For the steering committee, she also created a literature review and will rerun her analysis when the pilot concludes this September. She hopes at that time that the Department of Mental Health will extend YERE to the whole state.

What the future holds for Thatcher, though, is a bit more certain. Aside from her VA job, she works part time at Southern Illinois University Edwardsville as an instructor and curriculum design consultant for its psychiatric mental health nurse practitioner graduate programs, and she will be speaking at the St. Louis Nurses in Advanced Practice conference this month. Her DNP education, which advocates for continuous quality improvement, has inspired her to continue her own education, and she plans on working toward expertise in psychopharmacology.

“A passion of mine is community programming that could improve behavioral health care across the continuum of care,” Thatcher said. “I have a lot of ideas in my head about research, and I would love to be able to make a large-scale impact on the status of mental health care in the United States.”

Though Thatcher knew from a young age that she was interested in medicine, she would have never guessed that she’d be working in psychiatric health, much less dreaming of sweeping improvements.
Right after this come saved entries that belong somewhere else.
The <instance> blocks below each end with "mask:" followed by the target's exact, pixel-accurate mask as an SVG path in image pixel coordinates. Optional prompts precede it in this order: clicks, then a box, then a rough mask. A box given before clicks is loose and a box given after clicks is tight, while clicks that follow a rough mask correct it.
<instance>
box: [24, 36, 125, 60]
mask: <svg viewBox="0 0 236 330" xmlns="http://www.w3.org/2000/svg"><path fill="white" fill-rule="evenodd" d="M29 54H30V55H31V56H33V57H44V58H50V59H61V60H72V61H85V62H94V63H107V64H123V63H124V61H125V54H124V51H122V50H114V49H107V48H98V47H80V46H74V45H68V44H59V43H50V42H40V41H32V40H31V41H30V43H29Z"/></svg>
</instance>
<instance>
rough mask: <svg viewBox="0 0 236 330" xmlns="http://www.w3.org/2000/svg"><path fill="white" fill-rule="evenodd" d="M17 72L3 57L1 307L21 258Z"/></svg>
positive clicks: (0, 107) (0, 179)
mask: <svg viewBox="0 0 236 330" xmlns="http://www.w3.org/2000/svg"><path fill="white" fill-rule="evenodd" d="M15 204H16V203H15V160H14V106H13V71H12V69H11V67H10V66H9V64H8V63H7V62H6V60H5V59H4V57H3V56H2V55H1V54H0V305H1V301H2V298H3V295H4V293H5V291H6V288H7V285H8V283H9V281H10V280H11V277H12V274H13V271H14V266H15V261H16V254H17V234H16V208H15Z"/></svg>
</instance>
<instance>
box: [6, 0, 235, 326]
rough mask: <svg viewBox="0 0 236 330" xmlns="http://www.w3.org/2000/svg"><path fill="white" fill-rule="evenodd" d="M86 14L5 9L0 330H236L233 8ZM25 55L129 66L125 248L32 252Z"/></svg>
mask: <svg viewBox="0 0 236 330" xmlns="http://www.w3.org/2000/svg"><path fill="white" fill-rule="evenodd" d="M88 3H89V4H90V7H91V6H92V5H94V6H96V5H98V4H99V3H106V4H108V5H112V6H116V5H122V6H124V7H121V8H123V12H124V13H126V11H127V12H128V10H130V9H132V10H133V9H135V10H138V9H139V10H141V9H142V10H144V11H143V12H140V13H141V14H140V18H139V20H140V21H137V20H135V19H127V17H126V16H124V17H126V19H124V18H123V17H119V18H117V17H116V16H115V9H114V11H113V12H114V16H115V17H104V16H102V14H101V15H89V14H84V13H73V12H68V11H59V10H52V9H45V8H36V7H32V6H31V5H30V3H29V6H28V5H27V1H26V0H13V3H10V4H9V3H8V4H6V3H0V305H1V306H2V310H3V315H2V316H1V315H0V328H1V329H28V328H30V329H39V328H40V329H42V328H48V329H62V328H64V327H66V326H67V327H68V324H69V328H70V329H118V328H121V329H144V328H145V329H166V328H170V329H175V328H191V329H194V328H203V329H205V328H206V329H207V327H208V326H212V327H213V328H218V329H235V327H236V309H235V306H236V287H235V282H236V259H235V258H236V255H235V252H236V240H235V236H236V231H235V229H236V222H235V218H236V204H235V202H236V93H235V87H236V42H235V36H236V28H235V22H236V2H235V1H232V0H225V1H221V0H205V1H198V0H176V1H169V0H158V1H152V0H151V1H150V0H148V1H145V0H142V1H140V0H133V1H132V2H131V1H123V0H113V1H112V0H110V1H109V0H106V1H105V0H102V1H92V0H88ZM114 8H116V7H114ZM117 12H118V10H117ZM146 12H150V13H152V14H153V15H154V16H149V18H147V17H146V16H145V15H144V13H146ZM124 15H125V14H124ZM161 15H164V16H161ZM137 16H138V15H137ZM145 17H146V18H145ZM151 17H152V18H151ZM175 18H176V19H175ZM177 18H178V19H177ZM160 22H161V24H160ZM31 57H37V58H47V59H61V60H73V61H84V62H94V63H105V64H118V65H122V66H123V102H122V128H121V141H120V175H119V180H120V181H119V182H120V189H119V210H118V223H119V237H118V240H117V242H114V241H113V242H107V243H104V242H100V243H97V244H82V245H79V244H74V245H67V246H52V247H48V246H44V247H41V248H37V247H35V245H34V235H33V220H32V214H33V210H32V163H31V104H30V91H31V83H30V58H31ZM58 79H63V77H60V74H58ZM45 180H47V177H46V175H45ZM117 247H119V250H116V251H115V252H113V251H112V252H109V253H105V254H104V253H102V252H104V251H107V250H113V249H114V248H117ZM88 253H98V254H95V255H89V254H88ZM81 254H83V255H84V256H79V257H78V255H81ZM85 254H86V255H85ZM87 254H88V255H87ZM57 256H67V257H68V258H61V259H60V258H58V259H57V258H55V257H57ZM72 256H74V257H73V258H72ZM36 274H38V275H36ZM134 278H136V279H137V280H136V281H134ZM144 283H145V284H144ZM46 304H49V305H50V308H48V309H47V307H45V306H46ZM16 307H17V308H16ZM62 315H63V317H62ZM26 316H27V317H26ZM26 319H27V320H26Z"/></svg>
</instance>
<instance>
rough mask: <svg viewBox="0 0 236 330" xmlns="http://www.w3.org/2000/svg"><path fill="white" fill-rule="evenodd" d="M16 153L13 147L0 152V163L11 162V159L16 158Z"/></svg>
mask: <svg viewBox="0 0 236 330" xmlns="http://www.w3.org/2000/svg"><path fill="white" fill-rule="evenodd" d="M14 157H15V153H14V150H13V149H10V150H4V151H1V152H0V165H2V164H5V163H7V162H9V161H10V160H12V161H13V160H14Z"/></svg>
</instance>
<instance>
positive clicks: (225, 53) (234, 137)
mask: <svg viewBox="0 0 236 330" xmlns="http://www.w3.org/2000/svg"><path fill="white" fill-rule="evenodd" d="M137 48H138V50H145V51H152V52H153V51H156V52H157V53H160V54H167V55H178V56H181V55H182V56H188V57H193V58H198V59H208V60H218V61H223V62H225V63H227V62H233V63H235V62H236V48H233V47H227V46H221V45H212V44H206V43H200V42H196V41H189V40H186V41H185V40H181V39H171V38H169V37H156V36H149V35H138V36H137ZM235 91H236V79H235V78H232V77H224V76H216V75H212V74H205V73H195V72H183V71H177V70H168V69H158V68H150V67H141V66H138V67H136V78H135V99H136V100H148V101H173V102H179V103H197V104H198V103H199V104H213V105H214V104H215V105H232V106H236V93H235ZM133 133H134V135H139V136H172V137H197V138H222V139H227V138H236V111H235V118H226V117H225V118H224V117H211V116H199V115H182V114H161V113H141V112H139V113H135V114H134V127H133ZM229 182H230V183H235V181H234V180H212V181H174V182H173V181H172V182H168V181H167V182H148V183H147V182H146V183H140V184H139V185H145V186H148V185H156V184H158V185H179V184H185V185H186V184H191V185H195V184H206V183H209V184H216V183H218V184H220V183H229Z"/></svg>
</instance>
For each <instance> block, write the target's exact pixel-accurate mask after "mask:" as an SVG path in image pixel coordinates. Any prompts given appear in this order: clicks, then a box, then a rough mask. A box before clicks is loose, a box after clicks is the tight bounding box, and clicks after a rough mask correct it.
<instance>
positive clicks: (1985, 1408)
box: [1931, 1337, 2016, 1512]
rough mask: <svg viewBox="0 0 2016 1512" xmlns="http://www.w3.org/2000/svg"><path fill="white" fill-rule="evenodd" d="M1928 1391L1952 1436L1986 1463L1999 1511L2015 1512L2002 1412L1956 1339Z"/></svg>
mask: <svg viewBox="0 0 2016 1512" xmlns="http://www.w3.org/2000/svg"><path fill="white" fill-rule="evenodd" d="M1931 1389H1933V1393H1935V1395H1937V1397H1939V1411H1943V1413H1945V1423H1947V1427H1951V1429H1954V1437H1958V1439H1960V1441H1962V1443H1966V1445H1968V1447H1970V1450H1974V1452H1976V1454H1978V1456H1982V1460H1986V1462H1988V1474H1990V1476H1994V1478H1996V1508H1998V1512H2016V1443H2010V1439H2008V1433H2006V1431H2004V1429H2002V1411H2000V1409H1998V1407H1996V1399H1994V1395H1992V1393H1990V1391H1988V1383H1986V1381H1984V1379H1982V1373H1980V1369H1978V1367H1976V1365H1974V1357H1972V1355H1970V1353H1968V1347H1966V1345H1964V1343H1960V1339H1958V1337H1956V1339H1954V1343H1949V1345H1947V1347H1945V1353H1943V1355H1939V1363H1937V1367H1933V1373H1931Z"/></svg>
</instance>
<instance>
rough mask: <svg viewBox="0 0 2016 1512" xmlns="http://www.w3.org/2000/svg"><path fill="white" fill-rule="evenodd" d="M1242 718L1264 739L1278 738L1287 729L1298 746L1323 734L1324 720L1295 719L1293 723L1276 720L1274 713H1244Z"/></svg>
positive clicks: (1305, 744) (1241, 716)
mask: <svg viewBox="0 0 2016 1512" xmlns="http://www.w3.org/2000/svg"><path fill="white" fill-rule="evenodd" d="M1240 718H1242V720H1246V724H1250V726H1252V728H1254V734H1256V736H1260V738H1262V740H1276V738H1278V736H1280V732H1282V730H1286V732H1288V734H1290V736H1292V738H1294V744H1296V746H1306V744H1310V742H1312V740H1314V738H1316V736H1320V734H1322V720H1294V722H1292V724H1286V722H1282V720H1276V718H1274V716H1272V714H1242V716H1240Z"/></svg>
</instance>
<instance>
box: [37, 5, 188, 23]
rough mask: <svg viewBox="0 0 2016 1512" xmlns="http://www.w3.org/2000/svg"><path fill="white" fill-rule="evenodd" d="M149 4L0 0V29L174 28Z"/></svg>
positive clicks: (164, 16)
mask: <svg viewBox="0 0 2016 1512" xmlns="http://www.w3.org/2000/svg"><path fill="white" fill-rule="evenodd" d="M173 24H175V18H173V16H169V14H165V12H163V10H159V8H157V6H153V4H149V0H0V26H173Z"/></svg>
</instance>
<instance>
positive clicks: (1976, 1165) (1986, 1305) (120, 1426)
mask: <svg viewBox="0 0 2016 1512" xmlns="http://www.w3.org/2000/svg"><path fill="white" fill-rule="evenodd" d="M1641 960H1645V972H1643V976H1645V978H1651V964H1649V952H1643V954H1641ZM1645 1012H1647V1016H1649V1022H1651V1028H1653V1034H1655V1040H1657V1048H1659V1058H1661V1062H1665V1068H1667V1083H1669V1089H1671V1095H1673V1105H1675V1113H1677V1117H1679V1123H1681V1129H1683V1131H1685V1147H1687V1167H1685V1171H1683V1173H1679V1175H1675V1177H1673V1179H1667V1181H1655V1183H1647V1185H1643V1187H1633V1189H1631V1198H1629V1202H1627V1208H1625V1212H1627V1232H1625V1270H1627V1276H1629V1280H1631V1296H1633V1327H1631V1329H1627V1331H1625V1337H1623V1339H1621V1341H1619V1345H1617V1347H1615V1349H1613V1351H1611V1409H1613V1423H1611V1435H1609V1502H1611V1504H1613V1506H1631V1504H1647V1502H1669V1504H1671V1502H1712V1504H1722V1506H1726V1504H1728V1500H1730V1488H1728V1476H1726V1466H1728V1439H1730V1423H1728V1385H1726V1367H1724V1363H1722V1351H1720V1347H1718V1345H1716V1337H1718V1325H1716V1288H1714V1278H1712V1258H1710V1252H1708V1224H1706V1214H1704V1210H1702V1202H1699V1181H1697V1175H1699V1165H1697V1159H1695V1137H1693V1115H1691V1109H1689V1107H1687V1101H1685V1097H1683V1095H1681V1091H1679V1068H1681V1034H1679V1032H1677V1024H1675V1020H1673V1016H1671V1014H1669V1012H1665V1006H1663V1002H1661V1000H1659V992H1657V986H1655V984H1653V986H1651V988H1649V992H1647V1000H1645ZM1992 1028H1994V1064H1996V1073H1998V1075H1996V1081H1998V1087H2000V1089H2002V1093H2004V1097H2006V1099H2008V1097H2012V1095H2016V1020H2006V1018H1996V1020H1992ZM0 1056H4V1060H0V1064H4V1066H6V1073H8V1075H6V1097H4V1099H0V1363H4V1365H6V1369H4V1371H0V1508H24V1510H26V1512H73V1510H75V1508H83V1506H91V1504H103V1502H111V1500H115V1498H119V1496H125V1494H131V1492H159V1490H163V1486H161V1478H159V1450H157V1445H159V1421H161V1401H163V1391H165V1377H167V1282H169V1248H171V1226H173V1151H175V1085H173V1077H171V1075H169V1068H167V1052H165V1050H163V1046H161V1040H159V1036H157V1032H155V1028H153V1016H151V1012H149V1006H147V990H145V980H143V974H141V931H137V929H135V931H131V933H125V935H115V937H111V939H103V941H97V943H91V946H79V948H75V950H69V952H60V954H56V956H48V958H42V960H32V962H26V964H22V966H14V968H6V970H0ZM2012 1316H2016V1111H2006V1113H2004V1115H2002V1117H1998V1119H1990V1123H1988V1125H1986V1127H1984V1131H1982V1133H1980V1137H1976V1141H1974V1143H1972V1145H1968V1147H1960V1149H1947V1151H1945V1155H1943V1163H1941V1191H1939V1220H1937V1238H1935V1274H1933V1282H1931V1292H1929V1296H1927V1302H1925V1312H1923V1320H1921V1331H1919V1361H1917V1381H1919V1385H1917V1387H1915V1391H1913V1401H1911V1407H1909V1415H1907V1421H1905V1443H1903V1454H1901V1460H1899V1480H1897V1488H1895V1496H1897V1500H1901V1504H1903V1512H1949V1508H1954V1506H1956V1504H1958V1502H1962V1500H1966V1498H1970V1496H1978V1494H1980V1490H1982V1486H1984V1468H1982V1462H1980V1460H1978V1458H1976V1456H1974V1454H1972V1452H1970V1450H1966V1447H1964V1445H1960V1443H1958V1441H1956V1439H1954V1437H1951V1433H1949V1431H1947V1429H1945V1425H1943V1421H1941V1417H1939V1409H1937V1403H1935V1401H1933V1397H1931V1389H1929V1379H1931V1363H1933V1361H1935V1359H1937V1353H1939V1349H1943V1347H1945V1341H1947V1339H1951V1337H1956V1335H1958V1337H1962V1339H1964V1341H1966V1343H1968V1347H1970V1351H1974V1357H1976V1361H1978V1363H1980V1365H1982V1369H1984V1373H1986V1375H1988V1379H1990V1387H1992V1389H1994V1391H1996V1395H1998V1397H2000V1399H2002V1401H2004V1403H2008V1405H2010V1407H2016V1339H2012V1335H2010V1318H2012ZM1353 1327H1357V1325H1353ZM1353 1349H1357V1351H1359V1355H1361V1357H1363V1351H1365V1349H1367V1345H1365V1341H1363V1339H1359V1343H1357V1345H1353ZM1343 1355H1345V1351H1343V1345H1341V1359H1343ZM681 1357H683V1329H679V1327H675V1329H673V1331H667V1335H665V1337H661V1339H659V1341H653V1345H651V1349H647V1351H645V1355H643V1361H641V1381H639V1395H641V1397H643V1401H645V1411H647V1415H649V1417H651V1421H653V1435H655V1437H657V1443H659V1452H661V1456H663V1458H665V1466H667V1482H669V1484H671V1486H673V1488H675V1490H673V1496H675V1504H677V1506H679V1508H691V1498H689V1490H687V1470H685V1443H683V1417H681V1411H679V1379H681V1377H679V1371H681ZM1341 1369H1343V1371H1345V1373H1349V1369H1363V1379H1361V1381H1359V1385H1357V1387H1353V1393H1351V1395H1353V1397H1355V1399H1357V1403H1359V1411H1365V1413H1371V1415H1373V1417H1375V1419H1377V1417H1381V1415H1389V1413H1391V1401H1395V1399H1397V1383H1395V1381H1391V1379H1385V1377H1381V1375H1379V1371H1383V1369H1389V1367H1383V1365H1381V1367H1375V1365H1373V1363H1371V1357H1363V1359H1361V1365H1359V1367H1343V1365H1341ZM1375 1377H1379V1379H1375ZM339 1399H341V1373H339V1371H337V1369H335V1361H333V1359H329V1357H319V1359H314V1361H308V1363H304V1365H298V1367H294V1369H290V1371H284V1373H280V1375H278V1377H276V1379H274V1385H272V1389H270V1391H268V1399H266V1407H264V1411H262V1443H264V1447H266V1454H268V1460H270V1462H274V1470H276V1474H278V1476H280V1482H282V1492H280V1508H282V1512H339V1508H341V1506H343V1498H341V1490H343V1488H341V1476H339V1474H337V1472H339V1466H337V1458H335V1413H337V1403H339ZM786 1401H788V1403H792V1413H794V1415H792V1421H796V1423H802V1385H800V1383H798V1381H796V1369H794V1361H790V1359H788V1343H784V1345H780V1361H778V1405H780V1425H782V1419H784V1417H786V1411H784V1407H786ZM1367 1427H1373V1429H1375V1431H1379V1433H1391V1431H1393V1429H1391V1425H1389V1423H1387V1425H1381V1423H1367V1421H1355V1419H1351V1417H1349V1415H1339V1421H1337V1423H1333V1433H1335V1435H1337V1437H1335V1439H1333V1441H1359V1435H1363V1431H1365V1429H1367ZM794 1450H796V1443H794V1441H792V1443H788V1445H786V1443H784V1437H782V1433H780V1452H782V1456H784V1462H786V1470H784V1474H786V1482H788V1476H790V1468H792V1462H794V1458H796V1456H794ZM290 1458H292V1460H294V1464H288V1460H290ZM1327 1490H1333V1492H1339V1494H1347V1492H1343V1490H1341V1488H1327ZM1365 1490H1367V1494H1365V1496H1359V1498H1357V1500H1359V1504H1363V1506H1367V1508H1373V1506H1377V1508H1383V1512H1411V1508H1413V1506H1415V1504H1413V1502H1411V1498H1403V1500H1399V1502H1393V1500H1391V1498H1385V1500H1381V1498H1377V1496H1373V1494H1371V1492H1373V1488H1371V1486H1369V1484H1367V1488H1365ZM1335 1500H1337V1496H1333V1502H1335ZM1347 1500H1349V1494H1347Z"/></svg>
After five years of social work, Thatcher had burned out and went back to school for her BSN swearing she’d never end up in psychiatry.

She started her nursing career in the ER and, to her surprise, fell in love with psychiatric patients.

“They jokingly called me the psych whisperer because I could get psych patients to do whatever we needed them to do,” she said. “I ended up on the adolescent psych unit and had found my nursing home. I’m thrilled that I became a nurse and that I’m now a nurse practitioner and can help at a whole different level.”